You don't need special materials other than a way to project the problem. The students will need paper to do the problems on, unless they are okay with another student writing in their notebook.
After displaying the problem, I allow the students 1-2 minutes to get a good start on solving it. Obviously the students will all get to different places, but everyone should at least have something down on paper (MP1). At the appropriate time, I emphatically make the students put their pencils down - this may frustrate a few of students, so you might want a few encouraging remarks prepared! I then ask the students to pass their paper two people to the right and begin finishing the work that the other person has started (MP3). What makes this approach great is that the students are forced to look at another person's work and pick up where they left off - or identify flaws and make corrections before moving forward (MP6).
We repeat this process for three problems. Doing any more than three problems with this review strategy can get "old". For a sample of the types of questions that are good to ask during this type of review, see the Pass the Paper Review Problem PowerPoint.
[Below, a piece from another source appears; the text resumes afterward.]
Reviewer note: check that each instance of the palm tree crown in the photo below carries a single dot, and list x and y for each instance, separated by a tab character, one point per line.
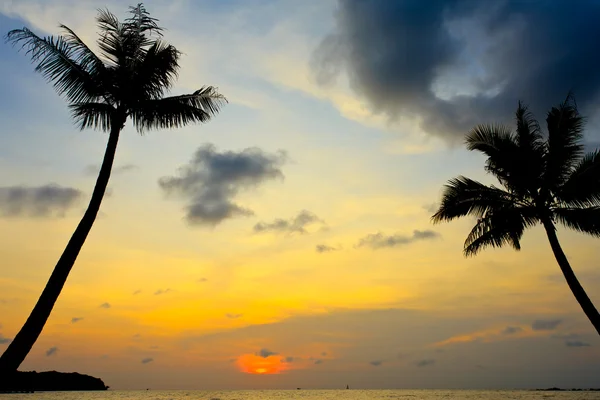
129	78
542	179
Please see the attached video narrative that highlights the Tic-Tac-Toe review game.
Tic-Tac-Toe problem boards are also attached as a resource.
In the game, players take turns selecting problems to put in an X or and O (just like the regular game). After one player makes a selection, both players secretly solve the problem and reveal their answers. If the player who selected the square gets the right answer, then he or she gets the square. If the player who selected the square makes a mistake, however, then the other player has the opportunity to steal the square if their answer turns out to be correct. The students will often have to ask me to verify their answers to see who is correct, and this allows me to stay in touch with how the students are doing with the activity.
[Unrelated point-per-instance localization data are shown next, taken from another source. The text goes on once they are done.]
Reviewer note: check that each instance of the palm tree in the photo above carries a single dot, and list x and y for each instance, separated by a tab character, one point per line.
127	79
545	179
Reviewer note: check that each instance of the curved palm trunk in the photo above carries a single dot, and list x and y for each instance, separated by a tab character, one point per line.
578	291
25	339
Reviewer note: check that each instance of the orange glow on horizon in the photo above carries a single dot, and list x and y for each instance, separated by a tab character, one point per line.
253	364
After calling for any final questions, I announce to the students that we will have our usual Test-Day Breakfast in my room the morning of the test. Usually, I have students show up as early as 6:50 a.m. During this time I bring donuts and juice, and we work over any additional concepts that the students desire. I pull up old PowerPoint notes and hand out mini whiteboards as needed. It sets a great tone for the day. Because of the free donuts, the breakfast is always well attended!